Friday, February 09, 2007

Jim Wallis: Revolutionary Prayer

"For me, prayer is more often becoming a time of listening than talking. There is so much noise in our world and our lives (much of our own making); prayer becomes a quiet space enabling us to stop talking long enough to see what God might be trying to say to us. The disciplines of prayer, silence, and contemplation practices by the monastics and mystics are precisely that – stopping the noise, slowing down, and becoming still, so that God can break through all our activity and noise in order to speak to us. Prayer serves to put all the parts of our lives in God’s presence, reminding us of how holy our humanity really is.................
.........Contemplative writer and priest Henri Nouwen once shared with our Sojourners community that the desert fathers regarded prayer as an act of "unhooking" from the harness of the world's securities. Such prayer may be the only action powerful enough to free us from our spiritual bondage to property, money, power, ideas, and causes, which often control our behavior.
Only those who have truly found their identity in God can resist the violent tugs and pulls of the false values offered by the world. By re-establishing our security in God, prayer becomes an effective weapon in resisting the world’s false securities........."

http://www.beliefnet.com/blogs/godspolitics/2007/02/jim-wallis-revolutionary-prayer.html

3 comments:

Jennifer said...

Only those who have truly found their identity in God can resist the violent tugs and pulls of the false values offered by the world.

FALSE.

I wish Christianity would stop proselytizing this kind of bunk. As someone who spent my entire 34 years in the Christian fish bowl, and now finally settling into a circle of friends who are at various levels atheist, agnostic, and seekers, I can say unequivocally that it is the Christians who are far more enslaved by the “falseness” of this world.

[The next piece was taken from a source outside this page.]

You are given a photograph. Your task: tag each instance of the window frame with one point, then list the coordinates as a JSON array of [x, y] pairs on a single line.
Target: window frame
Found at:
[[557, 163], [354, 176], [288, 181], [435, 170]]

These types of statements anger me.

Jennifer said...

And, in fact, angered me when I was a Christian.

Impossibleape said...

I believe Jim's intended audience for this piece is for fellow christians and the warning against falling into false values is for believers not to forget Jesus' life and teaching and not to be seduced by worldly power and prestige. That is the besetting sin of many conseravtive evangelical Christians, as you well know.

I don't think Jim was being condescending or judgemental towards those who don't profess being followers of Christ.


I would be very happy if you could feel able to claim a faith in Christ, but I respect your decision to step away from the distortions of the faith you were raised in.
I still hope you will find your way into the fold, not so much for your benefit but for ours. You have a fire of prophetic indignation that could burn down acres of hypocrsy. Lord knows we need some of that fire.